TL;DR: Cans are the wrong shape. Hear this grievance instead!
Originally written on Blink's Blog, Festivus 2021
Ok. I have a rant. It may be short. Ranting + wine do not go well together, or go supremely well together. I'll let you decide. Once upon a time, someone invented the can. According to CanCentral.com (They exist. I know, I was amazed, too.) :
Alright. That is pretty cool. Talk about a starting point in history. That said, someone tell me: WHY THE F*** HAS THE CAN NOT EVOLVED BEYOND THE NORMAL CYLINDRICAL SHAPE WE'VE COME TO KNOW? Hear me out.
With the coming of the kitchen sink came a problem with the can. A problem you may have never thought of, and the industry sure as hell didn't think of.

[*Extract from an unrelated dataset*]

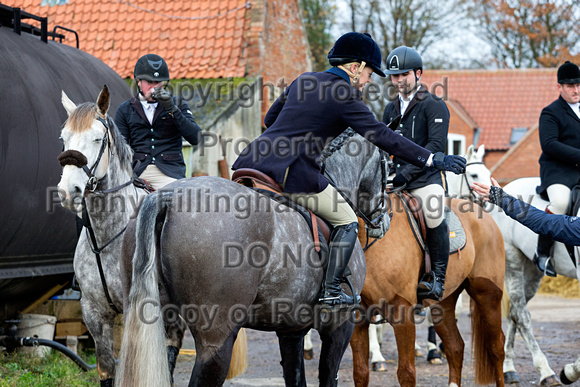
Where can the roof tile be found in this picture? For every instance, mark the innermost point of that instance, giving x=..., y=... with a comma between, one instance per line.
x=497, y=100
x=114, y=32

Should you have the misfortune of dropping the top in the sink after opening your can (don't judge), you may find yourself with quite a conundrum if you're like us and let a few things pile up before washing:
Look at your sink. At minimum, that drain tapers down not one, not two, but to THREE different diameters. You know what fits in those perfectly snug in that spawn of Satan of a drain? That damn top piece of your can. Sure sure. I can hear you already:
We wash stuff before sending it off to recycling, like good humans do, you know, sending it to a foreign country, causing more pollution that solution. #Greta
I can not explain the euphoric feeling while fighting with a butter knife to try and you carefully slip that little fucker out of the drain. It's just like using Q-tips to clean your ears. #Eargasm
The oval. Why have we not evolved the can? Why haven't we thought of something that doesn't block a sink like a pressure cooker? So there you have it. My grievance this Festivus. Seriously, I need to reinvent the can. #Festivus #CampbellsSoup #Cans #WhyThough
P.S.: Apparently, my sink is unusual. So now I have a new grievance, against the engineer that thought of this. I'm coming for you.